Yes, just make sure you make sure you understand the distinctions below:

$\frac{2}{\sqrt2}$ is obtained by multiplying the $\sqrt2$ by 1 or $\frac{\sqrt2}{\sqrt2}$.

$$\left(\frac{\sqrt2}{1}\right)\left(\frac{\sqrt2}{\sqrt2}\right) = \frac{2}{\sqrt2}$$

This happens clearly because the two square roots cancel each other out due to the fact that the squaring operator is the inverse of the square-root operator, and vice versa.

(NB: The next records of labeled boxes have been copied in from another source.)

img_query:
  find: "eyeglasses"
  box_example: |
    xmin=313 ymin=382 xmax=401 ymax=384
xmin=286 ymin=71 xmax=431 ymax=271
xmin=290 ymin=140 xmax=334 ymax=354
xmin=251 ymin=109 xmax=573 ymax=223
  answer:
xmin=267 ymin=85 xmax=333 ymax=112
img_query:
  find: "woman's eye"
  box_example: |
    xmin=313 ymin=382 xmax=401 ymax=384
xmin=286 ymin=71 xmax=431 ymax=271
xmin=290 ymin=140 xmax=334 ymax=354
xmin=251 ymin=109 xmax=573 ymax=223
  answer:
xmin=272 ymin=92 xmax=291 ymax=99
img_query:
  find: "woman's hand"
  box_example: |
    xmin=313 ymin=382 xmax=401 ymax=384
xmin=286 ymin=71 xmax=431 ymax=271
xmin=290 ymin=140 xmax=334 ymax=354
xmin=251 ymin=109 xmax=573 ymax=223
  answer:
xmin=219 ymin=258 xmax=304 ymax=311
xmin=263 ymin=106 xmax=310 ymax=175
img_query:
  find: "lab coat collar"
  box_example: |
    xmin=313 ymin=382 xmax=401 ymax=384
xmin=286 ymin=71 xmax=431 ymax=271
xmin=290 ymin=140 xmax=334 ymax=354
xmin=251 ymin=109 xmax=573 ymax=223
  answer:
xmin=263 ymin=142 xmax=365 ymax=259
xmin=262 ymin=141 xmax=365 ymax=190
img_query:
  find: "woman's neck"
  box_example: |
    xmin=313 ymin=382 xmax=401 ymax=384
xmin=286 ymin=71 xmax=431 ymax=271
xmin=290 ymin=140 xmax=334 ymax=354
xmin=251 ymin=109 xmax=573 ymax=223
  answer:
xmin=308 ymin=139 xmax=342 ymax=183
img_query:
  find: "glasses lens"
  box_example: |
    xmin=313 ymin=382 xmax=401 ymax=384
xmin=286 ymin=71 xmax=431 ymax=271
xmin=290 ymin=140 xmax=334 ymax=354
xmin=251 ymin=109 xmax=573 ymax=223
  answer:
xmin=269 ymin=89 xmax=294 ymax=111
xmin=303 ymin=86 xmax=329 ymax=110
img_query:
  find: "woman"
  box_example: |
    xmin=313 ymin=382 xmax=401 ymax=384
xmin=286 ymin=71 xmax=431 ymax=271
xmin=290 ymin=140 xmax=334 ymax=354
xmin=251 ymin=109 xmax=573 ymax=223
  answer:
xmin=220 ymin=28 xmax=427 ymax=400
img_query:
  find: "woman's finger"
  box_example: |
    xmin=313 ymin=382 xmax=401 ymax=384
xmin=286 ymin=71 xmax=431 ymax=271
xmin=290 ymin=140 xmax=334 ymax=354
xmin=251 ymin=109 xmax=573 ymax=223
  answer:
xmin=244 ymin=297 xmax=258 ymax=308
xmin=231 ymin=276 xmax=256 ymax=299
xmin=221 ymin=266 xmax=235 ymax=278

Now let's perform the same method on x.

$$\left(\frac{x}{1}\right)\left(\frac{x}{x}\right) = \frac{x^2}{x}$$

$x \neq \frac{2}{x}$ unless we first explicitly state that x = $\sqrt2$.

3

I think I have simply stated the definition of the square root, since multiplying $x = \frac{2}{x}$ by $x$ gives $x^2 = 2$, so $x = \sqrt2$

  • 4
    Two things: First, you need to be careful: you omitted the solution $x = -\sqrt{2}$. Second: If you have a square root in the denominator it is good practice to eliminate it by expanding the fraction as described in Mr_CryptoPrime's answer.2011-04-12
3

$$\frac{2}{\sqrt{2}} = \frac{\sqrt{2}\sqrt{2}}{\sqrt{2}} = \sqrt{2}$$

2

Mr_CryptoPrime's answer is the right way to think about this, but here is another way to see it. Since $\sqrt{2}$ can be defined as a positive real $x$ number such that $x^2=2$, we can ask ourselves whether $2/\sqrt{2}$ satisfies these two properties:

  • $2/\sqrt{2}$ is a positive real number (because it is a quotient of two positive real numbers), and
  • $\displaystyle \left(\frac{2}{\sqrt{2}}\right)^2 = \frac{2^2}{(\sqrt{2})^2} = \frac{4}{2} = 2.$

Thus, $2/\sqrt{2}$ satisfies the properties that define $\sqrt{2}$, and the two numbers must be equal.